Express relationship between groups, present comparisions and distribution of data (Figure 3).

Figure 3. Different types of graphs. Fig. 3A: line graph. Fig. 3B: bar graph. Fig. 3C: circle graph. Fig. 3D: scatter plot.
  • Line graphs: used to express and compare quantitative variables and continuos data. Normally, the independent variable is displayed in the x axis and the dependent variable in the y axis.
    Figure 4. Proper use of a regression line, from the first actual value observed to the last.
  • Scatter plots: express correlation with dots. In a scattergram, correlation is shown with a reggression line, which should cover from the first actual value observed to the last. If line extends beyond those values it may lead to unsubstantiated conclusions (Figure 4).

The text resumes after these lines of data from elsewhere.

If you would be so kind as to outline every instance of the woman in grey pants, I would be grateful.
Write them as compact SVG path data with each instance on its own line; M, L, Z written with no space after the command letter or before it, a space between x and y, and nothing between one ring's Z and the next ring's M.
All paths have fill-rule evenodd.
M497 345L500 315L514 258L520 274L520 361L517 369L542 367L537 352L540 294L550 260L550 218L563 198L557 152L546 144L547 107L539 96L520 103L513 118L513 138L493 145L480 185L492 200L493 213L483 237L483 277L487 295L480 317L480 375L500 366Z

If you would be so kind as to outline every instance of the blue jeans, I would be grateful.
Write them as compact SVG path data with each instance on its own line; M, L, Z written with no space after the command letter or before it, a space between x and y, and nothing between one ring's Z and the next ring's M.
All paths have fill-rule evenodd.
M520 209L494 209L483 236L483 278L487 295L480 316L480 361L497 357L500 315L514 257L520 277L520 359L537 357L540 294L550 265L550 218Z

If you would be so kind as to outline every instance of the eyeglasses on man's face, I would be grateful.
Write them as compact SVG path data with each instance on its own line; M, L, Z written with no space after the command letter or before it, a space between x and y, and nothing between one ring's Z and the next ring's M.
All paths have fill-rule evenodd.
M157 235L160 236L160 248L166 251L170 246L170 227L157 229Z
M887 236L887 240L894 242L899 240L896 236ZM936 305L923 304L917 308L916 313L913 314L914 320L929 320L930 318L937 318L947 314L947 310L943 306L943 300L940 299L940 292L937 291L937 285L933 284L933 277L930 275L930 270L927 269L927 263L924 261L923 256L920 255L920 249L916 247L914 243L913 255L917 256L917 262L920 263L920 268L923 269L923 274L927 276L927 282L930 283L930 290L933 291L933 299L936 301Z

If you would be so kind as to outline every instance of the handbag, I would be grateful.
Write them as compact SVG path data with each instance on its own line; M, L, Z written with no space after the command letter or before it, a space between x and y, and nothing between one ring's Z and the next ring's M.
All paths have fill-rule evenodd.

  • Bar graphs: express categorical data. Discrete values should be shown in bar graphs.
    Figure 5. Box Plot. Figure 5A describes what a box plot represents. Figure 5B shows a typical box plot
  • Circle graph (pie charts): express percentage and proportion.
  • Box plots: graphically depicts groups of numeric data, expressing the median, the upper percentage (75%) and lower percentage (25%) of our distribution. Whiskers are commonly added to show the mínimum and máximum values (Figure 5).
  • Other figures:
    • Patient flow: shows patient elegibility in clincal trials
    • Time-line diagrams: a clear way to show procedures and sucession of events.
    • Diagrams, histograms.
    • Illustrations: provide what is called Primary Evidence (i.e. a radiography or a picture of a subject in an experimental set-up).


  • Curran‐Everett D, Benos DJ. Guidelines for reporting statistics in journals. Am J Physiol Heart Circ Physiol, 2004; 97: 457‐59.
  • Wilkinson L, Task Force on Statistical Inference. Statistical methods in Psychology Journals: Guidelines and explanations. American Psychologist, 1999; 54: 594‐604.
  • Tufte ER. The Visual display of quantitative information. Cheshire (CT): Graphics Press, 1984-2001.
  • Publication Manual of the American Psychological Association, 6th ed. Washington, DC: American Psychological Association, 2010.
  • Durbin CG Jr. Effective use of tables and figures in abstracts, presentations, and papers. Respiratory Care, 2004; 49(10): 1233–37.
  • Zeiger M. Essentials of writing Biomedical research papers. McGraw-Hill (NY), 2000.